Insurance is one of the world’s oldest industries, however the process of assessing risk and collecting premiums and paying claims hasn’t changed a lot over the years, primarily because the insurance industry has been one of the least innovative to date. This is however about to change as the industry looks to the future as both artificial intelligence (AI) and digitalization will create huge opportunities and will play a significant role as these growing technologies have the potential to disrupt the entire industry. So what will change and how will this affect the captive industry?
The underwriting process will change through the use of digital technology; becoming streamlined, efficient, and a better experience for the customer. In Australia for example you can use your smartphone to take a picture of something you want to insure, such as a bicycle, upload the picture, request a policy and within a few seconds you get an offer that you can accept or decline. We are beginning to see the use of telematics, being the flow of information from connected devices to insurers, who use the information or data collected for risk assessment and pricing. All of this means insurers will spend less time and money on underwriting as AI can automate the entire process. This can be extended to scanning a customer’s profile for trends and patterns in order to offer the right products and amount of insurance, while protecting insurers from riskier customers.
Turning to healthcare, since 2000 more than US$ 200 million has been poured into healthcare venture capital, mostly targeting biotech, pharma and devices that while important, mostly increase the cost of healthcare, but only a fraction of spending has been targeted at consumers to empower them to play a more active role in managing their own health. If this can be fixed – perhaps through the use of apps that monitor different aspects of a person’s health – hopefully this will benefit not only the individual, but the system as a whole.

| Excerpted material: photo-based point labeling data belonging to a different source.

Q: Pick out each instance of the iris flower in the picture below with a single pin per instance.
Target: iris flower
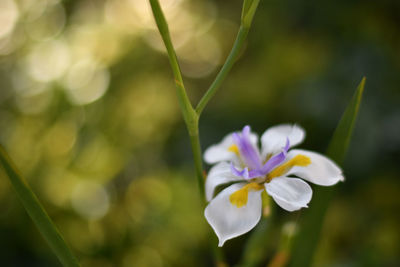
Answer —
(239, 162)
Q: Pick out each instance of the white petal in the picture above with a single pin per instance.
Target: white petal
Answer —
(220, 152)
(289, 193)
(218, 175)
(321, 171)
(229, 221)
(274, 138)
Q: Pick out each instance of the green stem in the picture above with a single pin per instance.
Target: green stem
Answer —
(188, 112)
(197, 156)
(240, 39)
(37, 212)
(248, 11)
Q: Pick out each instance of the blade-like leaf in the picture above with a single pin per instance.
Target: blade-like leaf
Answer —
(37, 212)
(311, 222)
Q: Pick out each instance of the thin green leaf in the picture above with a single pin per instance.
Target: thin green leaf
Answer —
(311, 223)
(37, 212)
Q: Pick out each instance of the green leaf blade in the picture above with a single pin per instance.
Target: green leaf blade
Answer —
(306, 241)
(37, 213)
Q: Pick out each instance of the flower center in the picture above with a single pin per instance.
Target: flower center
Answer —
(298, 160)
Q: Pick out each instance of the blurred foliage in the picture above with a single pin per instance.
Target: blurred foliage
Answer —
(88, 112)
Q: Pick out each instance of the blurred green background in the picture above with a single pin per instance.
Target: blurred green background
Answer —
(89, 114)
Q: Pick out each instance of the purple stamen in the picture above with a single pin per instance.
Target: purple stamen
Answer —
(249, 154)
(243, 173)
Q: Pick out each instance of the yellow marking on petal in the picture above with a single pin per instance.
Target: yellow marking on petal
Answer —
(299, 160)
(233, 148)
(239, 198)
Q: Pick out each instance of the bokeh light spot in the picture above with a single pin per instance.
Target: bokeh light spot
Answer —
(90, 200)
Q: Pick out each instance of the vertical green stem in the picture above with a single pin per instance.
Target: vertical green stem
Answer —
(249, 9)
(197, 156)
(188, 112)
(241, 37)
(37, 212)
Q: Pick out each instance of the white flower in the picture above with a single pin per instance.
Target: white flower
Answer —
(237, 208)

The traditional claims process means a file can be touched by many employees, however a new process of touchless claims doesn’t require human intervention. This process uses AI and other technology to report the claim and contact the customer. At the same time the system can audit prior claims or even through links with other insurers determine whether multiple claims are being filed and claims patterns monitored in order to cut down on the possibility of fraud through the use of advanced analytics.
There will be changes in risk profiles through the use of AI technologies such as self-driving vehicles, as while they have the potential to reduce risk they would not eliminate risk entirely and will introduce new risks and complexities of risk such as through the failure of the self-driving mechanism or hacking.
There are other innovations such as so called peer-to-peer insurance (P2P) whereby social media facilitates customers to form online networks that share risk. This works as members pay a portion of their premium into a mutual pool, while the balance of the premium is paid to an insurer who acts like a reinsurer funding claims the pool can’t meet because its funds have been exhausted, and also provides services to the pool such as policy administration. Money left in the pool is then returned to members or carried forward to the next year. An example in the UK of such a pool is Guevara who claims to save its members up to 80% on their premiums.
By using social media, social brokers are developing as a new type of intermediary such as Bought By Many (BBM). In simplified terms BBM works by identifying customer segments with poorly serviced insurance needs, e.g. people with heart conditions who need travel insurance. It then groups customers with these similar needs and negotiates insurance on behalf of groups. Similarly, customers with good risks can also be grouped together.
The use of online marketplaces such as Uber and Airbnb allow buyers and sellers to transact in what has been termed the “sharing economy”.
This creates markets for new types of insurance and also brings with it certain questions that need to be answered in terms of the underwriting risk, for example: are those providing services considered employees or contactors? Perhaps we will see insurance move from insuring owners of assets to users of assets.
What does all this mean for the captive industry or the owners of captives? Clearly the customer will ultimately have more choice, and prices should reduce as the system becomes more efficient and more data is captured, making the assessment of risk from an underwriting and claims perspective more accurate. However as new technologies and the use of social media develop, there will be new risks that need to be covered. Captives have traditionally filled the gap in the market as traditional insurers have been reluctant or slow to react. Captives will therefore continue to flourish as their uses develop, so for many it’s an exciting time for the industry, as insurance finally awakens to the new dawn of innovation which could result in a boom time for captives who remain ready and willing to fill any lack of capacity from the traditional market.